短歌で詠むにもTwitterに書くにも、取れた皮膚は文字にのらない。
今日はまだ。
朝焼けの代わりの腫れたあばら周りにワセリンを撫でつけて。
イブA錠で頭を軽く。
起きてくれるな。
あいたかないけど。
どうせ夜に会う。
線が浮き上がらないまま、朝になる夜が来たら。
アレクサを信じてもいい。
投稿ありがとうございます。
1ヶ月以上も、たいへんお待たせしてごめんなさい!
行分け詩の余白と、
散文詩の勢いのいいところを
それぞれ拾った作品だなとおもいます。
すこし走って、止まったところで景色を変える。
身もふたもない言い方をすれば
皮膚炎の一夜を綴ったものなのだけれど
(ぼくは脂漏性皮膚炎に悩まされてます。余談)
そのギアチェンジの節々のことばが強い。
「身体は線になる。」
「取れた皮膚は文字にのらない。」等。
アレクサのくだりも含め、
「痒さ」という感覚が話者と世界との
絶妙な距離感を暗示しているふうにおもいます。
個人的に気になったのは、そこで登場する
「おばあちゃん」で、これはアレクサとの対比としてナシじゃないけど、
いかにも唐突なので、もうすこし拡げてもよかったかもしれません。
おそらく存じ上げない方で、
特に批評感想へのリクエストがなかったのもあって、
ひとまず探り探りではありますが、
もし見てくださって反応いただけたら
もうすこし切り込めるとおもいます。
ありがとうございます。
以前のナイトフライトで楽しませていただいてその際に、ウズウズして書いたものです。
ほぼ第一作なので、書いていただけて嬉しいです。ありがとうございます。
痒さ、というところは痛さというには弱くて、で無視できないところがいいと思っています。

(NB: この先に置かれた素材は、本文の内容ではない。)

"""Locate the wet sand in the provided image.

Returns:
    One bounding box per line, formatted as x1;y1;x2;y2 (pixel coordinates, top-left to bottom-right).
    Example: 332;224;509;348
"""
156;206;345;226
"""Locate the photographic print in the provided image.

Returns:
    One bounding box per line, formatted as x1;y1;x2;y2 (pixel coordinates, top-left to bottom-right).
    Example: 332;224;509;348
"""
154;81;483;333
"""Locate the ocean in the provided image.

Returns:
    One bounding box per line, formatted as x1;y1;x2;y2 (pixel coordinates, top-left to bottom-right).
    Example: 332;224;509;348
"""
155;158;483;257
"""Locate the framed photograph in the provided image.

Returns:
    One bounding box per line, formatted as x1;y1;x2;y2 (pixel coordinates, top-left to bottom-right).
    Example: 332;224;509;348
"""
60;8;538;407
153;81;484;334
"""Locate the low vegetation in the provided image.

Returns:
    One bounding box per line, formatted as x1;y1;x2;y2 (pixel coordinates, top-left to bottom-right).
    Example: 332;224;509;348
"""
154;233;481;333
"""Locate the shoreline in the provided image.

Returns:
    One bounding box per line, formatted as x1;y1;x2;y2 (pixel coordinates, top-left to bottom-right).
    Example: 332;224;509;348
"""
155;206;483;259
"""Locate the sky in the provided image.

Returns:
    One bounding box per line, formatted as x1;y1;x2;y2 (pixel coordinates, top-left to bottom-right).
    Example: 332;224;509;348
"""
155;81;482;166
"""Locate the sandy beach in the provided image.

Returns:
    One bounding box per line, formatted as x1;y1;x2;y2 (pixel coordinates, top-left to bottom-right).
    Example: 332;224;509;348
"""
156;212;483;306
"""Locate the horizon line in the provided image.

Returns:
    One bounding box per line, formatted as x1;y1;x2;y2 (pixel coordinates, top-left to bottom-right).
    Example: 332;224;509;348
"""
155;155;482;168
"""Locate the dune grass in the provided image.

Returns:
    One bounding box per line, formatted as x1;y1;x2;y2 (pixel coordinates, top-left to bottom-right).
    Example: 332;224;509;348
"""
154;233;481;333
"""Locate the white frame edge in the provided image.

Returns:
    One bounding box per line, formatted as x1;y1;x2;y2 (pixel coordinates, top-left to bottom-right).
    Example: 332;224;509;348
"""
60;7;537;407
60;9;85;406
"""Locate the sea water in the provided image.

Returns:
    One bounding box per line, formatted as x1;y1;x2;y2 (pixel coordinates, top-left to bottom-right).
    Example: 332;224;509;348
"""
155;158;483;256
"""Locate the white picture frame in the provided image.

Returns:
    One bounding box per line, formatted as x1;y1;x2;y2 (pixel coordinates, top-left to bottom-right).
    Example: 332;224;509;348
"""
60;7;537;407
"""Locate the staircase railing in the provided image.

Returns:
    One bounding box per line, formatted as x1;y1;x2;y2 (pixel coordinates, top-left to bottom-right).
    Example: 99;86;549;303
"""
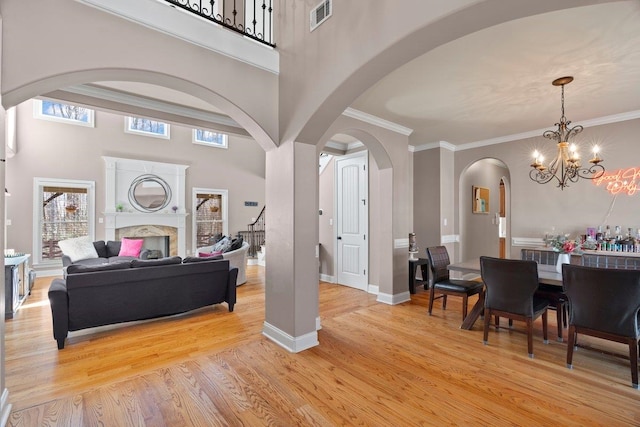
163;0;275;47
245;206;265;258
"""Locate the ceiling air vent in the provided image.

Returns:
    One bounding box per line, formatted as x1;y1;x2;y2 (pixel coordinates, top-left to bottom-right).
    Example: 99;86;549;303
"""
310;0;332;32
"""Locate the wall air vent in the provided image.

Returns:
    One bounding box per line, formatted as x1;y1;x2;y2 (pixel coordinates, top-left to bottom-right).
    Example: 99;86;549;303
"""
310;0;332;32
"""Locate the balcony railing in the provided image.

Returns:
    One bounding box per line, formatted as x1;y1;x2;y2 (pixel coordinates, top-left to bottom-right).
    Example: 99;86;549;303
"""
164;0;275;47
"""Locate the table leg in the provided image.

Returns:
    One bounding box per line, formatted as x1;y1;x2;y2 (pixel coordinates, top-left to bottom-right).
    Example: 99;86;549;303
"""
460;290;485;330
408;261;416;294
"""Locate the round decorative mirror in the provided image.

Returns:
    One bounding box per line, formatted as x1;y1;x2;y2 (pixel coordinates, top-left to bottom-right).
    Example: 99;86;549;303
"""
128;174;172;212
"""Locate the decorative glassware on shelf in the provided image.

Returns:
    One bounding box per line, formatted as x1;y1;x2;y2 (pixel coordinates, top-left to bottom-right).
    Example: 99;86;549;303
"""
545;233;597;254
409;232;419;260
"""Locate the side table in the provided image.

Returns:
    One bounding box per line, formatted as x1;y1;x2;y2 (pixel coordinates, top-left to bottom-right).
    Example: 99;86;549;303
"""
409;258;430;294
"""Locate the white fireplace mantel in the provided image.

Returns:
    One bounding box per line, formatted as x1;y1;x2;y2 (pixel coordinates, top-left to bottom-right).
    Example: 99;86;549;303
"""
103;157;190;257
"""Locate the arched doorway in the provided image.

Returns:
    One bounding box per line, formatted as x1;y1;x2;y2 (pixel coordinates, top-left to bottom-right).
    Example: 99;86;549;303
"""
459;158;511;261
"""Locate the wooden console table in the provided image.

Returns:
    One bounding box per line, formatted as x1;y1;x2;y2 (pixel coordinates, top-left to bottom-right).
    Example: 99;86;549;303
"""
409;258;429;294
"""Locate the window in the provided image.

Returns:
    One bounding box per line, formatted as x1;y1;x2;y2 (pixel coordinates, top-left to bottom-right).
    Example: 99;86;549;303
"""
192;188;228;253
193;129;228;149
125;116;170;139
33;178;95;265
33;99;94;127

元々アレクサはあとから追加したので、おばあちゃんと対比というか、かち合ってしまっているようになってしまったのは意図していないところでした。
改めて、ありがとうございます。
あらら!ナイトフライト、以前というのは今年1月のでしょうか?
ありがとうございます!
しかしほぼ第一作というのはすごい。
それでバイアスかかる自分もどうかしら、とおもうけど、
さすがにほぼ第一作でここまで書ける方は20年以上の詩人生活のなかで久々に見ました。
おっしゃっているように、「痒さ」という感覚でしか語れないものがあって、
それをうまく使っている部分が多い詩だとおもいます。
アレクサを後から追加したのであれば、最終がそこになるのも何かおもしろいですね。